In this notebook, I'm addressing the problem I raised in a GitHub issue of how to keep things straight between a shared Zotero library and processing to a) establish linkages to the xDD Digital Library and b) extracted data/information from associated xDD documents. I reworked the original process of operating against an export from the Zotero library to one that works against the Zotero API via the pyzotero package.

I'm breaking this up into a two part exploration. This first part simply runs the process of establishing a linkage on DOI to a corresponding xDD document identifier by putting a link attachment back onto the Zotero library item. That establishes a base of operations for subsequent data extraction processes, keeping everything on established Zotero library items where continued curation can occur via web or desktop clients.

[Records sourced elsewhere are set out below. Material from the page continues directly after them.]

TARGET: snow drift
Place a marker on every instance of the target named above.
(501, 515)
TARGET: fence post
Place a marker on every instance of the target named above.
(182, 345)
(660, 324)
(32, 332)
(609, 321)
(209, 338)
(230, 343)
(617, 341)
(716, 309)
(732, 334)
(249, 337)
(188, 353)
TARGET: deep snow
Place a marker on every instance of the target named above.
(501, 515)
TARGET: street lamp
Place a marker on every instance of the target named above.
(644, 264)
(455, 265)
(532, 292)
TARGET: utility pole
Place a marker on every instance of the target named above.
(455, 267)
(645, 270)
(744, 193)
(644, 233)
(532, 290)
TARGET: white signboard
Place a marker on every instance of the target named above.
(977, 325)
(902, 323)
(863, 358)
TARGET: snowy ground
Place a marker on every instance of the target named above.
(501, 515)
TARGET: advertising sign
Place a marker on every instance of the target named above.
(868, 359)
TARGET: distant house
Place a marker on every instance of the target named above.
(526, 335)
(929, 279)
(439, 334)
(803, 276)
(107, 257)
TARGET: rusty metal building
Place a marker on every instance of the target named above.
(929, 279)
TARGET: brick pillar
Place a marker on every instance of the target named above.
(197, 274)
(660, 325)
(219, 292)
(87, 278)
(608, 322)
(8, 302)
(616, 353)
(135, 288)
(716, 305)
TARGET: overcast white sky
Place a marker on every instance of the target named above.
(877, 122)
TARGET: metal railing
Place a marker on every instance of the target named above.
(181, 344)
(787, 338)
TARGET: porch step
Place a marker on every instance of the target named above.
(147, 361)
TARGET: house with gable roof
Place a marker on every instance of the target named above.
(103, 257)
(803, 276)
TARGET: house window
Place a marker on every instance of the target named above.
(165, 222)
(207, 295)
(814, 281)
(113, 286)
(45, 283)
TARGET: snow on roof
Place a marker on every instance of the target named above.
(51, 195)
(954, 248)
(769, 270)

To operate this code, you will need to establish the ZOTERO_API_KEY environment variable in your Python environment. That key is tied to a given user account that has read/write permissions to the WLCI Library Group (established with the group ID parameter.

This same idea should apply for any other Zotero library where we want to run the same overall process of linking a library reference to an xDD digital NLP representation. In the second part of this experiment, I will pick up from the established "xDD Document Link" identifier, pull back a list of associated species scientific names, and put those into a child attachment of the xDD Document Link attachment. This then begins to lay out structured annotation retrieved via algorithms directly into the Zotero library items, adding value to those items and using the Zotero library as a living cloud-based repository with both human and software generated value.

In [1]:
from pyzotero import zotero
import os
import requests
from IPython.display import display

In [2]:
wlci_library_group_id = "2341914"

In [3]:
wlci_lib = zotero.Zotero(wlci_library_group_id, "group", os.environ["ZOTERO_API_KEY"])

In [None]:
wlci_lib_items = wlci_lib.everything(wlci_lib.top())

In [None]:
print(len(wlci_lib_items))

In [None]:
set([i["data"]["itemType"] for i in wlci_lib_items])

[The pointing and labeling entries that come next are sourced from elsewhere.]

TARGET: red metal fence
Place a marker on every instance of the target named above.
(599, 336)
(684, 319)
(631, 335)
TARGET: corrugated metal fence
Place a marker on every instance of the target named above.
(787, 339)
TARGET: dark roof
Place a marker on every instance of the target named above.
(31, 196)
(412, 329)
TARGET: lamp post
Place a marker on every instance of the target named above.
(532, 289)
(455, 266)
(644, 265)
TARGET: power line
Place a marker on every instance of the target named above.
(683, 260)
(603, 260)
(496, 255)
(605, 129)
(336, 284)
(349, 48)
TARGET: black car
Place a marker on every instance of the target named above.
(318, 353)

In our current work with the xDD library, we are only working on those articles for which we were able to establish a DOI in our Zotero library. DOIs either came from the original article metadata imported into the library and are in the DOI property, or they were added as a note and will show up in the extra property for now. (Need to revisit how we manage this in the library.) To work these over, I assemble a list of Zotero IDs and DOIs.

In [None]:
lookup_doi_list = [(i["data"]["key"],i["data"]["DOI"]) for i in wlci_lib_items if "DOI" in i["data"].keys() and len(i["data"]["DOI"]) > 0]
lookup_doi_list.extend([(i["data"]["key"],i["data"]["extra"]) for i in wlci_lib_items if "DOI" not in i["data"].keys() and len(i["data"]["extra"]) > 0 and i["data"]["extra"].split(":")[0] != "OCLC"])

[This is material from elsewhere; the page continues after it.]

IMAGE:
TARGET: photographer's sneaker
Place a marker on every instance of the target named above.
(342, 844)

We will eventually pull these functions out into our Python package for this work. I tweaked on what Daniel started here with a somewhat different take on the xdd_api consultation process. I also added a helper function to assemble the necessary information into the Zotero template for the attachment.

I had to fork the pyzotero package and create a [branch](https://github.com/skybristol/pyzotero/tree/attachment-template-type) with an adjustment to the item_template function, which was failing on the "attachment" template type and needed an additional parameter against the Zotero REST API. I'll post this back to the project as a pull request for consideration.

In [5]:
def xdd_api(route, params):
    """Create list of docs mentioning a term of interest
    Parameters : see https://geodeepdive.org/api for more detail
    ----------
    routes : str of available api routes for xDD 
    params : str of key value pairs of paramaters:values separated by &
    """
    base_url = 'https://geodeepdive.org/api'
    search = (base_url + '/' + route + '?' + str(params))
    r=requests.get(search)
    if r.status_code == 200 and 'success' in r.json():
        json_r = r.json()
        data = json_r['success']['data']
        return data
    elif r.status_code == 200:
        return None
    else:
        return None

    
def xdd_link_attachment(parent_id, xdd_record, template):
    template["parentItem"] = parent_id
    template["title"] = "xDD Document Link"
    template["url"] = f"https://geodeepdive.org/api/articles?docid={xdd_record['_gddid']}"
    template["accessDate"] = "CURRENT_TIMESTAMP"
    template["note"] = "Link to xDD document established through search algorithm"
    template["tags"] = ["xdd_doc_link"]
    return template

Here I run through the list of DOIs and Zotero IDs to check xDD for a link. This could be rearranged in a variety of ways and will need to be explored further for production use. I do check to make sure we don't already have a link of the appropriate "type" (based on assigning a particular title to the attachment).

In [None]:
for ref in lookup_doi_list:
    print(ref[0], ref[1])
    xdd_data = xdd_api(
        'articles', 
        'max=1&doi='+str(ref[1])
    )

    if xdd_data is not None:
        child_items = wlci_lib.children(ref[0])
        current_xdd_doc_attachment = next((i for i in child_items if i["data"]["title"] == "xDD Document Link"), None)
        
        if current_xdd_doc_attachment is None:
            xdd_doc_attachment = xdd_link_attachment(ref[0], xdd_data[0], wlci_lib.item_template("attachment", linkmode="linked_url"))
            create_response = wlci_lib.create_items([xdd_doc_attachment])
            if not create_response["successful"]:
                display(create_response)
        else:
            display(current_xdd_doc_attachment)